Friday, January 19, 2018

Linguistics challenges in the mathematical register for EFL learners: linguistic and multimodal strategies to help learners tackle mathematics word problems.


Simon Chan (2015)


The main idea of this paper is to provide tips for mathematics teachers who support EFL (English as Foreign Language) students especially for the situation those students cope word problems in English. He identifies linguistics challenges for EFL students into several categories: word, phrase, clause, discourse, and collocation and so on. The mathematics teacher, according to his suggestion, should unpack the complexity of word problems to help the students understand the situation, background condition, and targeted calculation in given word problems. Additionally, he argues that English language teachers can help the students to grasp sentences in word problems from the perspective of English acquisition, and suggest that collaborations of English language teacher and mathematics teacher are a benefit for the students to overcome the difficulties in word problems.

Comment
I agree with the idea of the collaboration between English teacher and mathematics teacher. I think many mathematics teachers who face challenges of language learners in mathematics have little information and knowledge about the supports for those students. In terms of Japanese society, research and practices of Japanese as Second Language are not widely permeated, so it is important to consider where we can obtain those resources.
   One thing I tried for my students (2nd grade) is to include unnecessary information to lead the answer in word problems. For instance, “It takes 2 hours to bake one cake. You want to give one cake to 4 people each today. And tomorrow you will give it to other 3 people each. Each cake has 6 strawberries, and today is 5th May. How many cakes do you need to bake today?” Those problems with a bunch of unnecessary information got my students confused to choose appropriate information to find the targeted calculation, even though they are bilingual and might understand the meaning of each sentence. The students seem to strongly believe that there is only information they should use to solve the question in given word problems. And this phenomenon can be seen in upper grades such as secondary level, too. In addition to the linguistic challenges, learner’s experience and their characteristics might influence their performance in word problems. (As far as I remember, the study of Barwell (2005) shows the immigrant students utilize their experience out of school when coping word problems.)

1 comment:

  1. Fascinating to hear how your students cope with word problems with excess, unnecessary information! This would also be a very interesting experiment to document as part of a larger study.
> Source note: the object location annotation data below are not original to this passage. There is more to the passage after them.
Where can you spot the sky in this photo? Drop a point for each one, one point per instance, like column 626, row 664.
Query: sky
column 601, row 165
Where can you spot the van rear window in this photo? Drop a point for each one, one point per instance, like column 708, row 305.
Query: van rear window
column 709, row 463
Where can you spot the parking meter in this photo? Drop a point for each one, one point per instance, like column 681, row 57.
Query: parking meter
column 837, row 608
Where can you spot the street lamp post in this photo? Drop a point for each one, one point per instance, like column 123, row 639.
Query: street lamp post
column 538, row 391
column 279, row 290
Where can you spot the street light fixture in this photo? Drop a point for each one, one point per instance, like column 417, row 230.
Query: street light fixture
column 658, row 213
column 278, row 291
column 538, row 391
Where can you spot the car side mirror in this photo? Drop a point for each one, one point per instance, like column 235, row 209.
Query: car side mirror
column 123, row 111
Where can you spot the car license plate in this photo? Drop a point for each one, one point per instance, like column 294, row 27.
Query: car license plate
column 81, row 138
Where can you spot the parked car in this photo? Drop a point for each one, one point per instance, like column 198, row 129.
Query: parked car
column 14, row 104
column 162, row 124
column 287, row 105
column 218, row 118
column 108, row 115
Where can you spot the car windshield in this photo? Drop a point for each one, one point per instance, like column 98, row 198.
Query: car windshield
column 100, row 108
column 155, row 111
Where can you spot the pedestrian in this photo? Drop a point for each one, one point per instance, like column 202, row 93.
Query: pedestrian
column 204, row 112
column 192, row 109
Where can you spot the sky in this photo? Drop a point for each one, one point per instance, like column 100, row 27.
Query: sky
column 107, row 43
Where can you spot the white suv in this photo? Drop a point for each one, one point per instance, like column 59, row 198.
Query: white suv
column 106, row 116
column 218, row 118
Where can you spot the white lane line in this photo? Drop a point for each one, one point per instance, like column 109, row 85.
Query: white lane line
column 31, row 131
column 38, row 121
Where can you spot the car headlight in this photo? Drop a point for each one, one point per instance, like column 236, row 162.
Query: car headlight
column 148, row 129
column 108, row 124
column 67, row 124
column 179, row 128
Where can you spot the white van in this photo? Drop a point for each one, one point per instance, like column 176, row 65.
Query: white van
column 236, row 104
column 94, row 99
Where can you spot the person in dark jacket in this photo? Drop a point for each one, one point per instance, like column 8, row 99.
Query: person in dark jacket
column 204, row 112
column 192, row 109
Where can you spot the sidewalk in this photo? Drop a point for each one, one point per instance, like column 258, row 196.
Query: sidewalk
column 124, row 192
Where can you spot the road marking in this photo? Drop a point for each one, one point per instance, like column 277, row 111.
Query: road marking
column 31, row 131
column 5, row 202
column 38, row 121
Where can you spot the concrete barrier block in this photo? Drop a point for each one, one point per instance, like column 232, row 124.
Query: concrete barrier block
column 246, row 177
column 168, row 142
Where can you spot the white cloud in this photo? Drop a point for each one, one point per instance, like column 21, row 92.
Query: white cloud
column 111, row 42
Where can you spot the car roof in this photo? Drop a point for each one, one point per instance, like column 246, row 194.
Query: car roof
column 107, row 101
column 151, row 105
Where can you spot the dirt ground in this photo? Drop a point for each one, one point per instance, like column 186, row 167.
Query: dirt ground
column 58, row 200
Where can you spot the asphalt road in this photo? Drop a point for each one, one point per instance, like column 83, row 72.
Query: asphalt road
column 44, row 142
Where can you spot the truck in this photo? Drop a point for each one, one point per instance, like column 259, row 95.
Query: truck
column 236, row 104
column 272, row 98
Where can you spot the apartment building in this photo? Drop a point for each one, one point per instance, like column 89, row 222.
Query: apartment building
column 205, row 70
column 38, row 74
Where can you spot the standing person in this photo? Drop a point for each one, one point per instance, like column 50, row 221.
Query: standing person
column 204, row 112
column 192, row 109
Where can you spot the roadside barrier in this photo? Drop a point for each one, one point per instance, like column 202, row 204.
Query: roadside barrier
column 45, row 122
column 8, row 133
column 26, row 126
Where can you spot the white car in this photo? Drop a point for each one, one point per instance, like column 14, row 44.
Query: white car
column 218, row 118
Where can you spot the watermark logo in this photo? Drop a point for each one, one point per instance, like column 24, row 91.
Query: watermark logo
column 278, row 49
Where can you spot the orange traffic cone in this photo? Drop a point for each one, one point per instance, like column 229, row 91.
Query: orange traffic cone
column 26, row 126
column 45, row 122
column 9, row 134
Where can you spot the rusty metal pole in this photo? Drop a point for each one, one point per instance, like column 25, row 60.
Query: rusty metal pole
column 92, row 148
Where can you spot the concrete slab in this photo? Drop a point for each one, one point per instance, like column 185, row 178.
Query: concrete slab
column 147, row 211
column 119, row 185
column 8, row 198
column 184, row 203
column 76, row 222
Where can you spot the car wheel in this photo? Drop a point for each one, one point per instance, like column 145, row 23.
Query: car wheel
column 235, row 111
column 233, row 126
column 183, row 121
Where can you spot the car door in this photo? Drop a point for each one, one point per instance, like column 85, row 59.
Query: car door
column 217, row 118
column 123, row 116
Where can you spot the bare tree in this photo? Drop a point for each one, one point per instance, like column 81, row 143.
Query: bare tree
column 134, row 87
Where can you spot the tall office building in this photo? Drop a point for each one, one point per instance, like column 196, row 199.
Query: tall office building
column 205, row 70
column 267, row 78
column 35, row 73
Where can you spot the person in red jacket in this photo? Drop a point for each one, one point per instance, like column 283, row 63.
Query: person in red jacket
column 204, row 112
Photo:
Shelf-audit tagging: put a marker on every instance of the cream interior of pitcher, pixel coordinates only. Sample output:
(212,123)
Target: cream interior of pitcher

    There is a classic article on word problems with excess and insufficient information -- Puchalska & Semadeni, in For the Learning of Mathematics 1988. Here is a link to it (paste this in the address bar of your browser): http://flm-journal.org/Articles/75920863C36F0C75E3B54582E5C687.pdf

    You might want to read this article as one of your readings this week!

    I suggest you also look into the Singapore Maths 'method' of teaching the interpretation of word problems using a bar model diagram. There's a Wikipedia page on Singapore math, and many sites that offer how-to videos, etc. I would be interested in hearing your response and analysis of this method!